Which Companies Still Aren’t Offering Paid Sick Days? Tracking the Corporate Response to the COVID-1
The United States is one of only two advanced economies that does not guarantee all workers paid time off to recover from an illness. One-quarter of all U.S. workers don’t have a single paid sick day. And the CDC reports that one in five food service workers—the vast majority of whom have no paid sick leave—have come in to work while sick with vomiting or diarrhea, fearing that they’d otherwise lose their jobs.
The current system is inhumane and hazardous—forcing many workers to choose between coming to work and potentially infecting others, or staying home to recover and being unable to pay their bills. It is irresponsible and dangerous now, as, even without widespread access to testing, tens of thousands of people in the United States are testing positive for the highly infectious and sometimes deadly coronavirus, or COVID-19 disease. The death toll in the United States is in the hundreds, as of March 24, and thousands more have died around the globe.
At a time when schools and universities are closed, when restaurants, libraries, theaters and arenas are shuttered, when millions of people around the country are practicing social distancing, or ordered to shelter in place, all workers, regardless of how long they’ve worked for an employer or the number of hours they work, need paid sick days—to protect themselves and their families, and to protect public health.
On March 18, President Trump signed into law the Families First Coronavirus Response Act, which includes paid sick days for about half of America’s workers and extended paid leave for some parents whose children are now out of school. But after intervention from the business lobby, the new law exempts companies that employ more than 500 workers from this emergency paid sick days order. Many of these large exempted companies employ the very workers who’ve been deemed “essential” that we are relying on now more than ever to pull through the pandemic—food service, retail and hospitality workers, grocery workers, delivery workers, pharmacy workers. These are the workers who will continue to have regular contact with the general public throughout this crisis.
Consumers have a right to know which companies they may be interacting with are offering paid sick days to their workers as a matter of public health. Some of the large companies currently exempted from the legislation before Congress have begun voluntarily pledging to give their workers paid sick days during this public health crisis.
But many, to this point, remain silent.
We’re tracking whether the largest employers are offering at least two weeks of paid sick days to their employees. We’re also be tracking whether the policy covers part-time workers as well as full-time workers, and whether it covers franchise or contracted workers. That’s important, because many of the companies on the list employ large numbers of part-time employees or only employ a minority of their staff directly, rather than through a franchise. As in the case of McDonald’s, a newly announced paid sick day policy may only cover corporate stores, which make up only about 5-10 percent of
McDonald’s stores globally, and not necessarily extend to thousands of franchise stores.

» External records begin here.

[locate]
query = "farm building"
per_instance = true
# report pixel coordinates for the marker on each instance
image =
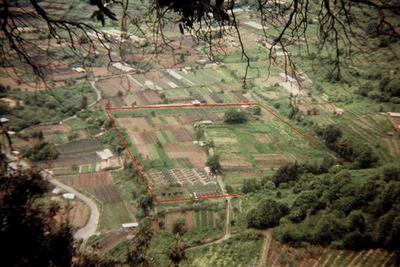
(108, 160)
(69, 196)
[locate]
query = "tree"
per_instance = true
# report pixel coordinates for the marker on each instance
(250, 185)
(393, 87)
(177, 253)
(331, 134)
(286, 173)
(179, 227)
(366, 158)
(137, 255)
(213, 164)
(391, 172)
(234, 116)
(266, 214)
(29, 229)
(199, 133)
(84, 102)
(341, 26)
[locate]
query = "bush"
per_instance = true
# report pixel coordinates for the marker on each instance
(234, 116)
(266, 214)
(391, 172)
(286, 173)
(366, 158)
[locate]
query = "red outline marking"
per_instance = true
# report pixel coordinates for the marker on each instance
(139, 167)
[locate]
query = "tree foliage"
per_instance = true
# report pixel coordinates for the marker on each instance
(266, 214)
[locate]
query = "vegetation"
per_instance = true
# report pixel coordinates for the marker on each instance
(24, 216)
(234, 116)
(213, 164)
(266, 214)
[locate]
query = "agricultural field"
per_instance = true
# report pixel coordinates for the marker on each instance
(281, 153)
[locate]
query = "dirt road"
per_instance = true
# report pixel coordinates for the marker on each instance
(91, 226)
(262, 261)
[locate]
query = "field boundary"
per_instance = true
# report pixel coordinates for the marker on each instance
(138, 165)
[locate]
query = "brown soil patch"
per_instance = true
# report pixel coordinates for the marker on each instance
(147, 97)
(110, 241)
(266, 115)
(78, 212)
(224, 140)
(269, 160)
(50, 129)
(262, 138)
(100, 71)
(231, 161)
(107, 193)
(135, 124)
(182, 134)
(190, 151)
(64, 75)
(110, 87)
(170, 218)
(86, 181)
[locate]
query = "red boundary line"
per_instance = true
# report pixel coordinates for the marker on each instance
(139, 167)
(136, 162)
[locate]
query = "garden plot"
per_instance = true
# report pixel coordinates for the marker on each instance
(182, 183)
(86, 181)
(111, 87)
(180, 177)
(257, 146)
(107, 193)
(191, 152)
(80, 146)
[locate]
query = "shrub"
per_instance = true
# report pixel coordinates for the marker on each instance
(391, 172)
(234, 116)
(286, 173)
(266, 214)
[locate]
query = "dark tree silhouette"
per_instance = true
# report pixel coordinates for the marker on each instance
(343, 27)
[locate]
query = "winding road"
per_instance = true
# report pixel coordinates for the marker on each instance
(91, 226)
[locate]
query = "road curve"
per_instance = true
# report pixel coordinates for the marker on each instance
(91, 226)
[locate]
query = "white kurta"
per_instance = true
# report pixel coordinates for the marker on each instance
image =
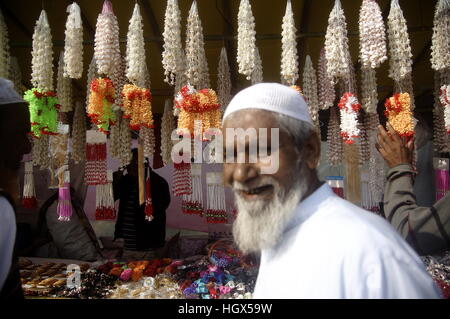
(334, 249)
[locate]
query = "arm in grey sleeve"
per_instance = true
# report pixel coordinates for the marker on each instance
(426, 228)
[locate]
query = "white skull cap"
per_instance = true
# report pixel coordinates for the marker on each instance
(273, 97)
(8, 95)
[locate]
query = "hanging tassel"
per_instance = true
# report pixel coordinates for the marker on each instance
(64, 208)
(104, 200)
(29, 194)
(96, 167)
(193, 203)
(216, 212)
(148, 199)
(182, 184)
(442, 182)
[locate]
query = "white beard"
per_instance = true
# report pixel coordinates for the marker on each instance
(260, 224)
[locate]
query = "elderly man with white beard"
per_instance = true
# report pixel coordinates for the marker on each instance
(313, 244)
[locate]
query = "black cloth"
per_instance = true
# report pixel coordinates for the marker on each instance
(131, 225)
(12, 288)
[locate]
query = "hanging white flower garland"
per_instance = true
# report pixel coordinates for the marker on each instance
(64, 87)
(369, 94)
(289, 55)
(172, 58)
(223, 80)
(135, 55)
(310, 90)
(197, 71)
(336, 44)
(372, 35)
(325, 85)
(246, 47)
(4, 48)
(42, 55)
(257, 75)
(73, 46)
(107, 47)
(440, 46)
(400, 63)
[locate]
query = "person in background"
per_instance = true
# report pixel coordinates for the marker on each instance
(141, 237)
(14, 143)
(427, 229)
(313, 243)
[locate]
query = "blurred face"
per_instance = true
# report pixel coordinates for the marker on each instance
(266, 202)
(14, 138)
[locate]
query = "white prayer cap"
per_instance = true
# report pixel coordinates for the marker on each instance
(273, 97)
(8, 95)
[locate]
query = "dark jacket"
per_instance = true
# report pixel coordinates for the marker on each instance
(151, 234)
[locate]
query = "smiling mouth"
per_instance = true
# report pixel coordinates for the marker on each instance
(257, 191)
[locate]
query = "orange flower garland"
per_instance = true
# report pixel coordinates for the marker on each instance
(137, 106)
(101, 98)
(198, 106)
(398, 112)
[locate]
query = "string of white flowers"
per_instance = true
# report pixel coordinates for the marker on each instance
(400, 63)
(172, 58)
(369, 94)
(167, 126)
(107, 46)
(223, 80)
(42, 55)
(310, 90)
(335, 149)
(64, 87)
(246, 50)
(197, 71)
(336, 44)
(73, 46)
(16, 75)
(289, 55)
(4, 48)
(135, 54)
(372, 35)
(79, 134)
(257, 75)
(119, 80)
(440, 136)
(440, 45)
(325, 85)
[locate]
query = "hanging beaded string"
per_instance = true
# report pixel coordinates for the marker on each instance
(216, 211)
(4, 48)
(289, 55)
(167, 127)
(79, 134)
(172, 56)
(257, 75)
(310, 91)
(64, 87)
(246, 47)
(325, 85)
(197, 72)
(73, 46)
(440, 44)
(223, 80)
(193, 203)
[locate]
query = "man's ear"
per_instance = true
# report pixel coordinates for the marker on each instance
(311, 150)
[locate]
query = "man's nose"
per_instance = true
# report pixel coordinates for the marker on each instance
(244, 172)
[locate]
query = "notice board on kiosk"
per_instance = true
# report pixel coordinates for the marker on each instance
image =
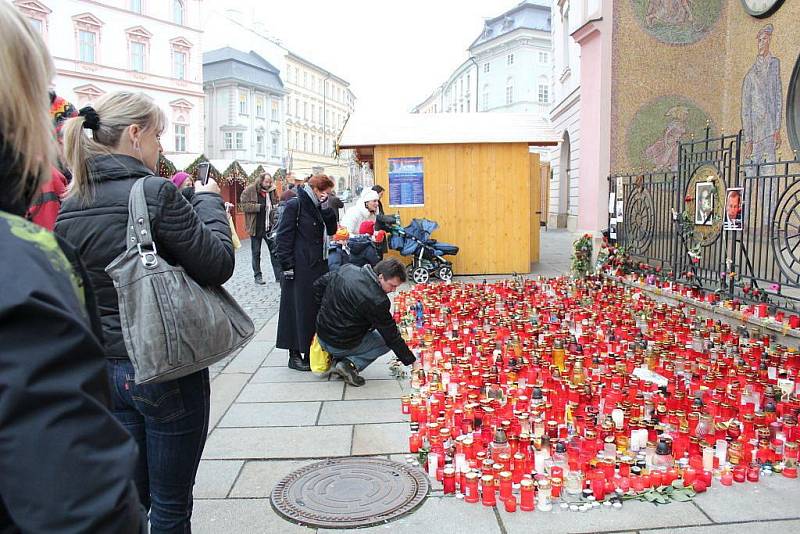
(406, 182)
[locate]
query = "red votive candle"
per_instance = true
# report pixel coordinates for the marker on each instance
(511, 504)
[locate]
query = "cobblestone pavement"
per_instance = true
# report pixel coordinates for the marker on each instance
(260, 302)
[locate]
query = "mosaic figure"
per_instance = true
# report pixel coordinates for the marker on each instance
(664, 152)
(762, 104)
(674, 12)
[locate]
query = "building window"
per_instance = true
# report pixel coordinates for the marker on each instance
(177, 11)
(180, 138)
(137, 56)
(179, 64)
(88, 44)
(544, 94)
(260, 106)
(244, 107)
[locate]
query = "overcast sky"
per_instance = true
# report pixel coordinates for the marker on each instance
(393, 53)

We’re also tracking whether companies are living up to their promises, linking to stories in the press about whether workers are actually getting access to these emergency paid sick days, if they are pressured to still come in to work, or if the policies are written so narrowly that many workers are still left uncovered. Some companies, for instance, are only offering emergency paid sick days to workers who’ve tested positive for COVID-19. Some will only cover workers who’ve been told by a health professional to self quarantine. But testing and access to health care professionals is still limited. Because of limited resources and labor, even federal officials are discouraging widespread testing.
So many workers with compromised immune systems or flu-like symptoms are likely to be left out. If we have seen credible reporting to suggest poor or inadequate implementation of the newly announced sick leave policy, we’ll flag it with a yellow triangle, and link to the reporting we’re citing at the end of the table.
The purpose of this tracker is not only to shine a light on industry leaders responding to a public health crisis, and to hold other large companies to account, but also to give people the information they need to make safer decisions about where to shop, buy, order and eat.
This is a fast-moving disease and the response to it from businesses and governments is developing. We’ll be updating this tracker in real time as we learn new information. We encourage you to help us track updates by sharing them with us via email at firstname.lastname@example.org or on Twitter @BetterLifeLab.
The economic, health, and humanitarian case for paid sick days is clear. Now is the time for Congress and the White House, charged with protecting the health and welfare of the nation, to act to cover all workers—not just during this COVID-19 pandemic, but permanently—with a national paid sick days policy.